Ma è un problema da niente, a fronte di oltre 300 pagine di decreti legge, decreti ministeriali, del Presidente del consiglio dei ministri, ordinanze della protezione civile e contro-ordinanze regionali, e rimandi, modifiche che a ben vedere non sono neanche scritte nell' ortodosso burocratese di una volta: è una meta-lingua nuova, un misto di espressioni ambigue mischiate all' art.1 comma 2 lettera c del Dpc del 23 febbraio, e dibattiti infiniti sui negozi che possono chiudere o aprire, aprire parzialmente, sino a che ora, aprire ma coprendo gli scaffali del superfluo, il concetto di «comprovata necessità» lasciato al vaglio di un appuntato di Reggio Calabria, e correre? Si può? Quanto? Dove? Da soli? Col cane? E perché il cane sì e il figlio no? Ma «in prossimità» è uguale a «nei pressi»? A spiegarti l' interpretazione autentica si incaricano ogni volta vigili urbani, poliziotti, il vicino di casa, suo cognato, il governatore regionale, il sindaco, un video di Vincenzo De Luca, integrazioni e precisazioni e conferenze stampa suppletive, oltre naturalmente al «va tutto benissimo» a computer unificati nelle ore più cretine, in diretta dall' iperspazio.

 

C' è anche la burocrazia che passerà alla Storia, come l' ormai celebre decreto CuraItalia strombazzato in diretta Facebook e nato però due giorni oltre la scadenza che avrebbe dovuto spostare: compare la mattina del 18 marzo con la data del 17 e parla di una scadenza del 16 prorogata al 20, cioè in pratica due giorni dopo, perché la burocrazia è anche simpatica, ti prende pure per il culo.

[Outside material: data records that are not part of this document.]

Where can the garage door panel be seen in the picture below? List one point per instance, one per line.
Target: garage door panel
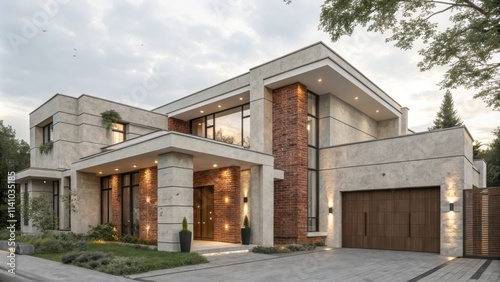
(398, 219)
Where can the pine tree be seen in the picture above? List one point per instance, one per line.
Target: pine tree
(447, 115)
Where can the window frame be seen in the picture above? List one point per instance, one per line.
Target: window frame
(116, 131)
(211, 128)
(316, 168)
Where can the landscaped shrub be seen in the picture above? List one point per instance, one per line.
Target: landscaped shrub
(105, 232)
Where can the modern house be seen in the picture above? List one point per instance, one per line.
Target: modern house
(304, 145)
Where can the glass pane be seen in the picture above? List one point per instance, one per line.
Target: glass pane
(135, 179)
(228, 126)
(118, 126)
(311, 158)
(126, 180)
(198, 127)
(126, 210)
(118, 137)
(311, 131)
(105, 207)
(311, 194)
(135, 211)
(246, 110)
(246, 132)
(311, 104)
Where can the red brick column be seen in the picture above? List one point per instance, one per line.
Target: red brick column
(226, 182)
(148, 203)
(290, 155)
(116, 203)
(178, 125)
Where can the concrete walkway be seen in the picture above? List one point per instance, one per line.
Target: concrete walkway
(324, 264)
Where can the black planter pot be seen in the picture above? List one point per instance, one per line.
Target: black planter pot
(245, 236)
(185, 240)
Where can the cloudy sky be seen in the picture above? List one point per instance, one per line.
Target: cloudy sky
(148, 53)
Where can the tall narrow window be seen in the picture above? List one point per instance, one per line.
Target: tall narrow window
(55, 204)
(312, 164)
(25, 202)
(105, 200)
(47, 133)
(118, 130)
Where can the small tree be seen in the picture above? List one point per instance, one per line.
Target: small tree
(447, 115)
(39, 210)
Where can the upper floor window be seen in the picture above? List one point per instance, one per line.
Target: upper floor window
(118, 131)
(231, 126)
(47, 133)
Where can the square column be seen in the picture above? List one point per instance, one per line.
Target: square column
(175, 198)
(262, 205)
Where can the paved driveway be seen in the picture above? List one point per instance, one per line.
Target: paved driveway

Ma la burocrazia del coronavirus non ammette ignoranza: è lei l' ignoranza, lei e i suoi dissociati e scombiccherati esattori che generano complessi di inadeguatezza e lasciano alla società civile l' eterna e civica domanda: «Ma insomma, che cazzo devo fare?». Anche perché la massa dei pennivendoli (che siamo noi) intanto è ridotta al ruolo di decrittazione del burocratese e non dà mai buone notizie: qui si legge che vogliono punire le imprese, qui dice che non conoscono la realtà economica del Paese, d' un tratto dicono che vieteranno i licenziamenti anche per giustificatissimo motivo, condannando molte piccole aziende al fallimento, qui c' è scritto che sospenderanno per tre mesi i controlli del fisco ma per contrappasso estenderanno di due anni i tempi per gli accertamenti: è lo Stato che ti fotte, sempre più un nemico che, ora, approfitta del virus per finirti, per costringerti a ricercare ricevute e cartacce che ormai avevi buttato via, per scoraggiare una volta per tutte la residua voglia di fare impresa. È uno Stato che non sono neanche più i politici - inetti, ignoranti e incapaci come i grillini notoriamente sono - bensì appunto sono loro, i burocrati, i veri padroni del vapore, gli ipnotisti di una classe politica insipiente e imbarazzante anche fisicamente. La burocrazia ammazza più del virus perché lo è, il virus, è la patologia che ormai ha avvelenato anche la tripartizione legislativo/esecutivo/giudiziario e ha ammazzato anche i regolamenti e gli usi e consuetudini della nostra vita ordinaria, come fare la spesa, portare a spasso il cane, derogare agli arresti domiciliari.

E POI SPARISCE
E poi, d' un tratto, tace. Sparisce. Ti lascia lì come una stalattite a pendere nel buio di una trentina di decreti attuativi che ovviamente mancano, come nel caso dell' obbligo di chiedere la cassa integrazione in venti regioni diverse: ciascuna col regole proprie, migliaia di altre cartacce da fotocopiare e inoltrare a enti e sindacati e associazioni parassitarie che di lavoro fanno quello, frenano, invischiano, non arretrano neanche quando attorno la gente crepa e medici e sanitari s' ammazzano in corsia. A Milano hanno fatto un vero ospedale in tempi cinesi perché la burocrazia l' hanno fottuta, l' hanno saltata proprio, hanno fatto una fondazione di diritto privato e ciao, i ventilatori e i materiali (che dovevano arrivare col ridicolo bando Consip) se li sono procurati da soli in giro per il mondo, i soldi li hanno presi da privati, da Roma zero, medici e professionisti sono di Infrastrutture lombarde. È un virus secessionista, ma non separa una regione dal resto d' Italia, separa la burocrazia dalla voglia di vivere e sopravvivere.